While I am in Poznan I will be staying at the Novotel Poznan Centrum, which is, fortunately, located near the old town. It is called a four-star hotel, and appears to be quite modern, but I am not so convinced. That is part of the adventure and, most certainly, not my main reason for this trip.
I will be staying at the Hotel Puro, a modern four-star(ish) hotel conveniently located next to the Manufaktura; Lodz’s largest shopping and entertainment complex created out of an abandoned textile mill (which was the main industry in Lodz). I hope to have time to find a culinary adventure there.
After my one night in Lodz, it off to Warsaw for two nights, staying at either the Intercontinental or Double Tree. Hopefully, it is the Intercontinental (bet you never thought I would say I wanted to stay at one!) as the Double Tree is a bit out of town.
Like much of Poland, Warsaw – the former “Paris of the North” – was mostly destroyed during World War II. with much being rebuilt in the stark and utilitarian Soviet-era construction techniques. But the Old City is a UNESCO World Heritage Site and since joining the European Union its economy had been on a steady rise. But…and it is a big BUT…there has been a rise in Ultra-Conservative politics with troubling nationalism being at the fore. I am very interested to see and feel this disquieting movement.

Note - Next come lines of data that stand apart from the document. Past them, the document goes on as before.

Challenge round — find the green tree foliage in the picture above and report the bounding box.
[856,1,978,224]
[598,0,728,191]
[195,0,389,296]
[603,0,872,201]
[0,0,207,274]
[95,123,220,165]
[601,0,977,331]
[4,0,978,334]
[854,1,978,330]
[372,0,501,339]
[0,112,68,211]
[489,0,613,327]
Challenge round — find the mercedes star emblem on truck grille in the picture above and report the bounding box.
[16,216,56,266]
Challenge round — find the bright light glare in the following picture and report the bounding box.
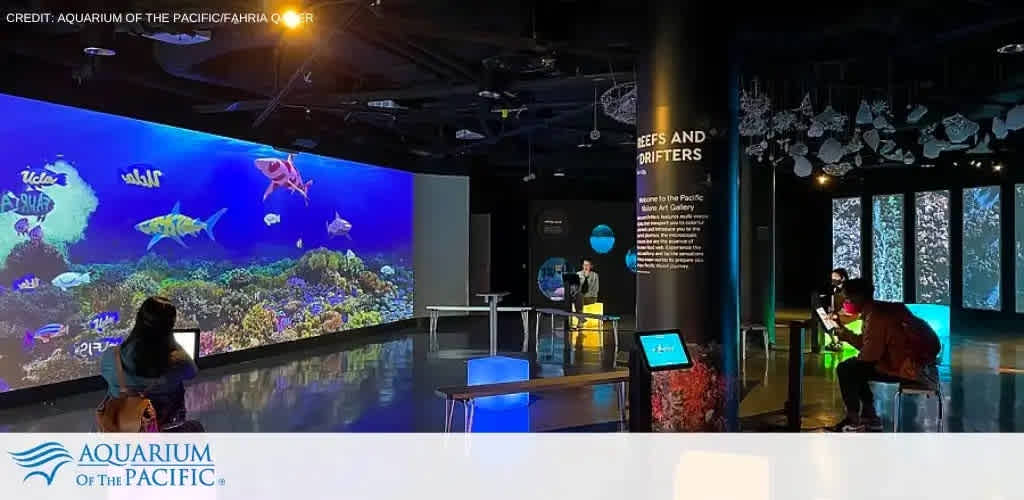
[282,10,302,28]
[817,175,828,185]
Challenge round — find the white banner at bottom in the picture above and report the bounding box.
[0,433,1018,500]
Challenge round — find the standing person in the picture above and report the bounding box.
[577,258,600,306]
[100,296,202,432]
[828,279,941,432]
[823,268,851,351]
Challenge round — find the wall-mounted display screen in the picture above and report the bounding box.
[1016,185,1024,313]
[915,190,950,305]
[963,186,1001,311]
[872,194,904,302]
[832,197,862,279]
[0,93,413,393]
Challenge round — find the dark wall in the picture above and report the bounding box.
[775,173,832,310]
[528,200,636,313]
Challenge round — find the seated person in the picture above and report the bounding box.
[577,258,600,306]
[824,267,854,351]
[101,296,202,432]
[828,279,940,432]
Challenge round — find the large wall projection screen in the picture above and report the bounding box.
[1017,184,1024,313]
[872,194,904,302]
[832,197,862,279]
[0,93,414,392]
[915,190,950,305]
[963,186,1001,311]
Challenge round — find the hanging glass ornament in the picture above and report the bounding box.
[942,113,980,143]
[966,134,993,154]
[817,138,844,164]
[1006,104,1024,131]
[906,104,928,124]
[993,116,1008,139]
[793,155,813,177]
[794,93,814,117]
[808,121,824,137]
[855,100,873,125]
[864,129,880,151]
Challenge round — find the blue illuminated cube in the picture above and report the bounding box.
[467,355,530,410]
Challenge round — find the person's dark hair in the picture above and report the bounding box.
[831,268,849,281]
[842,278,874,302]
[125,296,178,378]
[582,257,592,264]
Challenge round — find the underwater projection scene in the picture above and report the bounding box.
[0,93,413,392]
[915,190,950,305]
[963,186,1000,311]
[1018,185,1024,313]
[832,197,862,278]
[872,194,904,302]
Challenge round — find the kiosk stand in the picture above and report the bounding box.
[628,330,693,432]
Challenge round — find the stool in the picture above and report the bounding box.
[893,381,942,432]
[740,324,769,361]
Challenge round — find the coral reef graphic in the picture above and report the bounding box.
[0,158,98,264]
[831,197,862,278]
[650,344,729,432]
[872,194,904,302]
[963,186,1001,310]
[916,191,951,305]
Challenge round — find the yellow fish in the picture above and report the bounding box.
[135,201,227,251]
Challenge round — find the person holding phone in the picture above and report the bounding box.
[827,279,941,432]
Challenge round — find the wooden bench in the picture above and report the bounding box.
[435,370,629,432]
[426,306,533,352]
[534,307,622,351]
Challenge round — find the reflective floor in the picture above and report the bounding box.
[0,314,1020,432]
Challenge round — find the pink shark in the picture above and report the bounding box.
[254,154,313,205]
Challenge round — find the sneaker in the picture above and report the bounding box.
[827,418,866,433]
[862,415,884,432]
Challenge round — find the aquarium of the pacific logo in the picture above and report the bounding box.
[8,441,222,488]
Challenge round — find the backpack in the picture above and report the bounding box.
[901,312,941,362]
[95,346,160,432]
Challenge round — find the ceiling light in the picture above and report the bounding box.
[83,47,115,56]
[816,174,828,185]
[478,90,501,99]
[997,43,1024,54]
[281,10,302,29]
[521,173,536,183]
[553,170,565,177]
[994,164,1003,172]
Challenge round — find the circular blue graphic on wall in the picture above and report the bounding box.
[625,248,637,273]
[589,224,615,254]
[537,257,568,301]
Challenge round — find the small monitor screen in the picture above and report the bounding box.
[636,330,692,371]
[173,329,199,360]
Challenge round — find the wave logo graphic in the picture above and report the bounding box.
[8,442,72,485]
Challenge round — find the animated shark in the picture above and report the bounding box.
[135,201,227,251]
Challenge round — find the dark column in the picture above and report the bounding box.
[634,0,740,431]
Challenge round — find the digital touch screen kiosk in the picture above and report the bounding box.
[629,329,693,431]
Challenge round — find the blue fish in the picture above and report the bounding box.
[88,311,120,333]
[12,273,39,291]
[0,191,55,222]
[23,323,67,350]
[21,166,67,191]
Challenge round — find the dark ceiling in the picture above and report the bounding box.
[1,0,1024,183]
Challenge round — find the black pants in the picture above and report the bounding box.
[836,359,904,417]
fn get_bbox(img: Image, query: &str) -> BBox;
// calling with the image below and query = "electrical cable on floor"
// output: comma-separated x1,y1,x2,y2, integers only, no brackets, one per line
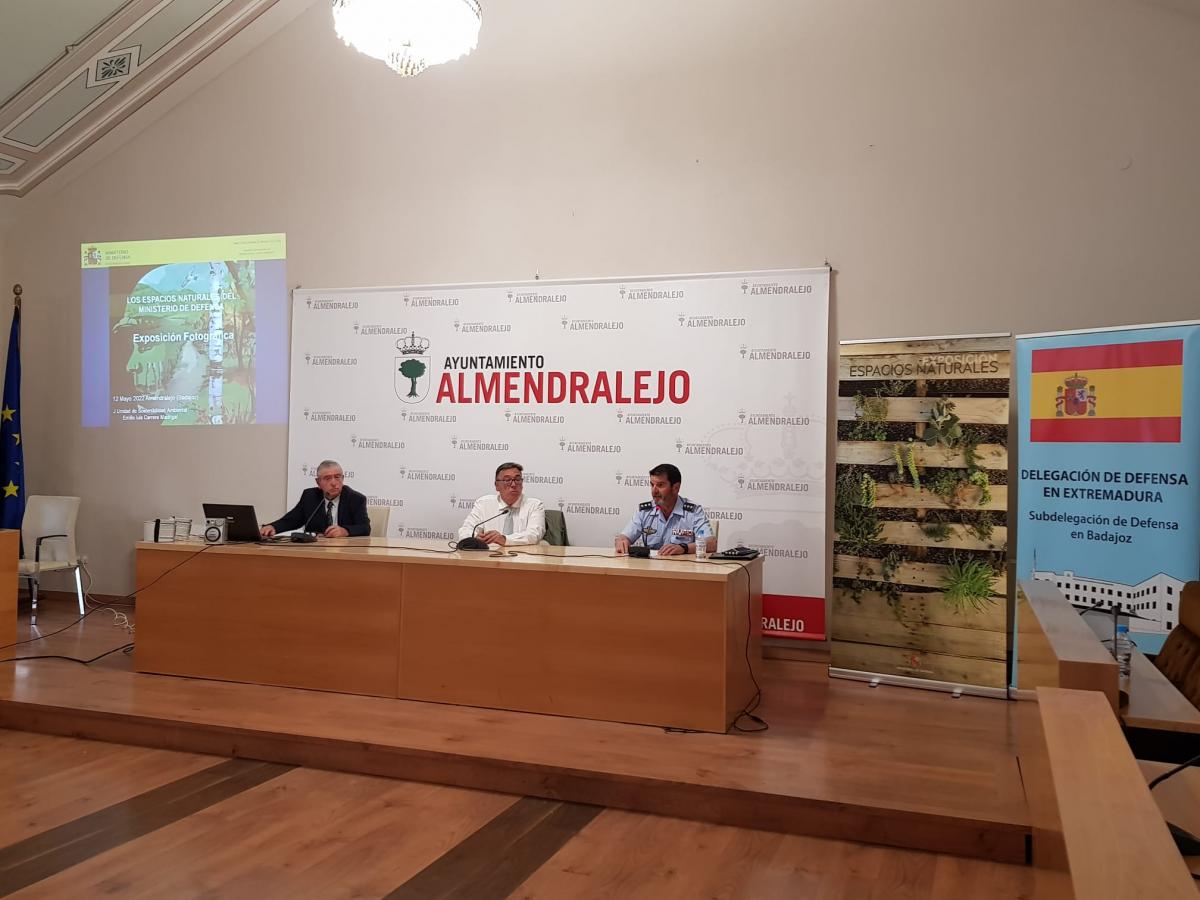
3,544,213,659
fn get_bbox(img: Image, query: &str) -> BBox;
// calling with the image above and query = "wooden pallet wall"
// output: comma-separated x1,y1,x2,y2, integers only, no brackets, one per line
831,337,1011,689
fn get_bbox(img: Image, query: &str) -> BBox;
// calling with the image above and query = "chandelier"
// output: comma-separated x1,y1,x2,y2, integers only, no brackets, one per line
332,0,482,77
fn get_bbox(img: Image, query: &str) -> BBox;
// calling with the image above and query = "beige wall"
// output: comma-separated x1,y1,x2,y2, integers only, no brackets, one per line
3,0,1200,593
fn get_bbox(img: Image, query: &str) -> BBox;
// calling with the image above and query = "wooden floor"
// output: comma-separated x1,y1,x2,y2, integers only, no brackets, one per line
0,728,1034,898
0,597,1035,868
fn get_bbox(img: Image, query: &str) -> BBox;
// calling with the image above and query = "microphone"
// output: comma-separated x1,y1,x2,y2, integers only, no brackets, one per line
628,524,655,558
455,507,510,550
289,495,329,543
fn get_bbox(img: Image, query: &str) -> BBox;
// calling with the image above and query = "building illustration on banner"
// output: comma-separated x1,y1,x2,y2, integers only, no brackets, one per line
1031,568,1183,634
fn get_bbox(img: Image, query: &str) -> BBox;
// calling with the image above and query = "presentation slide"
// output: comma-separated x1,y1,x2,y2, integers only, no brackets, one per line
81,234,288,427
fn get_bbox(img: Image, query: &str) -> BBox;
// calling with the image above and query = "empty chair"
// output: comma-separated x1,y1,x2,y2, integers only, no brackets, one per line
19,495,85,625
366,504,391,538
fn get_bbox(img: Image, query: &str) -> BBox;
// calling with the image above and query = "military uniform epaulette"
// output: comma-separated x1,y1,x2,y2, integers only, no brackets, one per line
638,500,654,511
682,500,697,512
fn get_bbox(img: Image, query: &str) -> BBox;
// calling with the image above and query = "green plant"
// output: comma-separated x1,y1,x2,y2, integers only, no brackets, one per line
924,398,963,448
940,557,997,613
905,444,921,492
880,379,911,398
848,419,889,441
860,472,877,508
921,521,953,542
855,392,889,422
879,549,905,615
968,470,992,506
961,510,996,544
892,443,905,481
834,469,882,559
927,468,963,505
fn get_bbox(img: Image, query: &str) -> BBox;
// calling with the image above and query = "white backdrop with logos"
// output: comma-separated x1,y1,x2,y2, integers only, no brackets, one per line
288,268,830,638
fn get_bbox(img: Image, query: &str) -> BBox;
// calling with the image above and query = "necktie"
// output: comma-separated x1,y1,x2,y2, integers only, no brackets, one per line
326,500,334,528
502,508,514,535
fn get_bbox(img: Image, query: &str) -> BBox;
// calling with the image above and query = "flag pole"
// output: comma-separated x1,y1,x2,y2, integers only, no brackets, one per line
11,284,19,312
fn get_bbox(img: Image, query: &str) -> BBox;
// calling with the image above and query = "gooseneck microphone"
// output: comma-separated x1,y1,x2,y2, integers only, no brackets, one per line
288,494,329,543
628,517,657,559
455,507,510,550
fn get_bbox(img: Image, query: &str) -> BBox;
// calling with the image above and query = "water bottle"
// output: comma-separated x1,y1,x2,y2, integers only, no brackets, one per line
1114,623,1132,677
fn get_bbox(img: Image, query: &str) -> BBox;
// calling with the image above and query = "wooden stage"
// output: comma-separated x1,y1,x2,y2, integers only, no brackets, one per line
0,599,1034,865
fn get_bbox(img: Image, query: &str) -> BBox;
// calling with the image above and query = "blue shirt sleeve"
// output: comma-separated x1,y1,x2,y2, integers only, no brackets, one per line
621,509,643,542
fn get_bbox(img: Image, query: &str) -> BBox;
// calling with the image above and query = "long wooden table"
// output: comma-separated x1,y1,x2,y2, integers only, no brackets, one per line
134,538,763,733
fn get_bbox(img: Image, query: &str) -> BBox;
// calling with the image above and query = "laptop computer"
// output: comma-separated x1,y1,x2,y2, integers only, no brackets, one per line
202,504,263,543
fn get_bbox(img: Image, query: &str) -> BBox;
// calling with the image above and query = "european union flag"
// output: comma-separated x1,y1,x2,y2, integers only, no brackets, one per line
1,303,24,529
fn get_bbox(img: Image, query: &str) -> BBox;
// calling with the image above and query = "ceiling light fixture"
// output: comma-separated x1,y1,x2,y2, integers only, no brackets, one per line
332,0,482,77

Regardless, a Chopin concert in the Old Town on the first evening should be an nice experience. On my second day I will be given a guided tour of Warsaw’s highlights including the Old Town, Palace of Culture and Science, the Jewish Ghetto, Copernicus Science Center, Lazienki Royal Park, the Museum of Life under Communism and the Museum of Warsaw Uprising. (The treatment of the latter two based upon the recent ultra-conservative movement should be most interesting.)
With an early morning flight my time in Poland will come to an end, but hopefully I will be just that much more enriched from a culinary, cultural and supplier perspective.